By Brian Sozzi
Let's talk about the earthquake and subsequent heart-wrenching devastation in Japan and the impact on Western retailers. Although retailers of all kinds are pushing into China with the force of a tsunami, keep in mind Japan was the first China for many companies hawking high-end jewelry and run of the mill apparel. I don't think any retailers were directly impacted by the mountain of water running through the farmland, but there may be an indirect impact. If there is a Chernobyl style nuclear meltdown, Tokyo being some 150 miles away does house some prominent luxury brands.

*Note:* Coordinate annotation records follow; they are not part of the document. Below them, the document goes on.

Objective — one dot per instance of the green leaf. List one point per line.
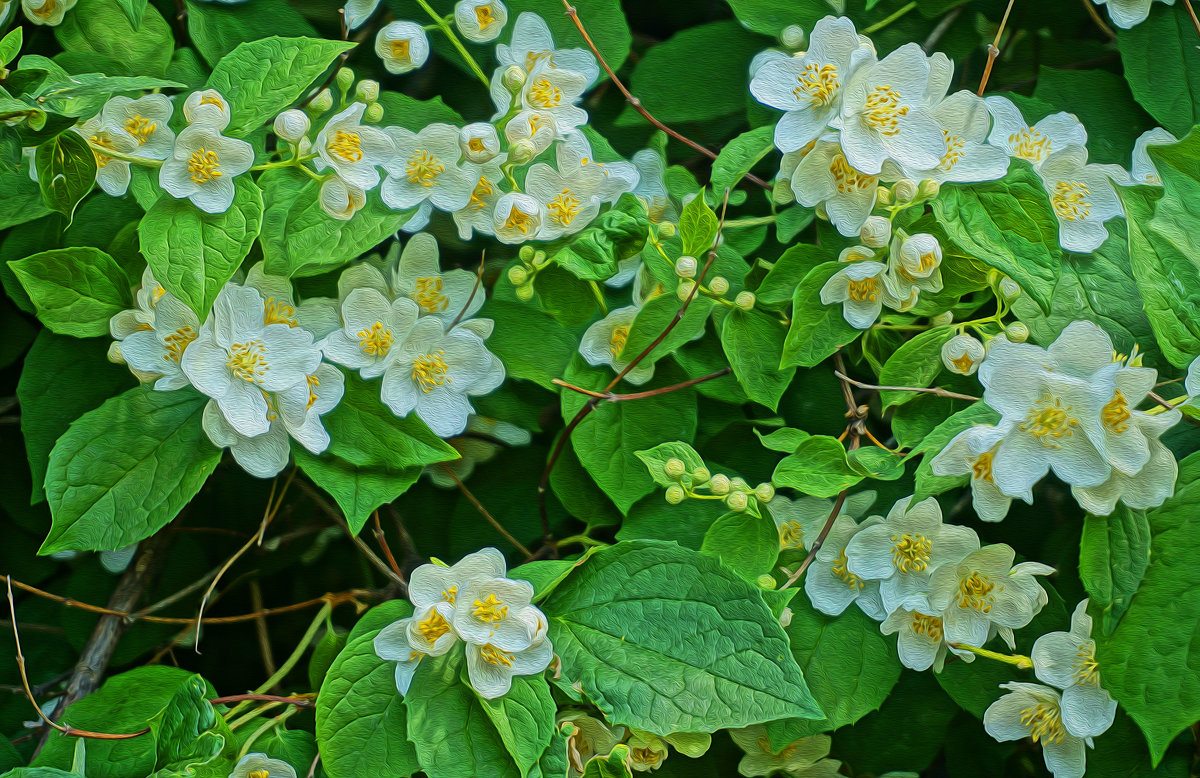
(667, 640)
(915, 364)
(76, 291)
(123, 471)
(261, 78)
(1146, 660)
(66, 171)
(697, 227)
(753, 342)
(1113, 557)
(61, 379)
(1009, 226)
(817, 467)
(361, 720)
(850, 664)
(817, 330)
(193, 253)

I attribute the stronger sell-offs today in shares of Tiffany & Co. (TIF) and Coach (COH) to the premiums the stocks are valued at when compared with the broader retail sector and equities markets. Consequently, any swift decline in sales, despite muddling growth in the country for each, raises the risk to future earnings. Both companies, in my view, have been managing their Japanese businesses to profitability rather than new unit growth.
Note to investors. It's not the amount of sales in which retailers derive from Japan per se, it's the store clustering in close proximity to the damaged areas and the profit generated by operations in Japan.
Drilldown into Tiffany & Co. and Coach:
- Tiffany & Co. (TIF) stores are clustered along the coast of Japan
- Coach (COH) has a store around the Fukushima area (nuclear concern central) and in Sendai
- Coach and Tiffany & Co. have stores in Japan's major airports
Rundown of retail and Japan overall:
- Japan accounts for 23% of hard and soft luxury goods worldwide marketplace (U.S. and Europe at 25%; China 13%)
- Hermes (OTCPK:HESAF): 20% of annual sales
- Louis Vuitton (OTCPK:LVMHF): 10% of annual sales
- Swatch (OTCPK:SWGNF): 5% of annual sales
- Tiffany & Co.: 19% of annual sales
- Coach: 20% of annual sales
I am still pouring over Wal-Mart's (WMT) exposures to Japan (operates under Seiyu banner in Japan).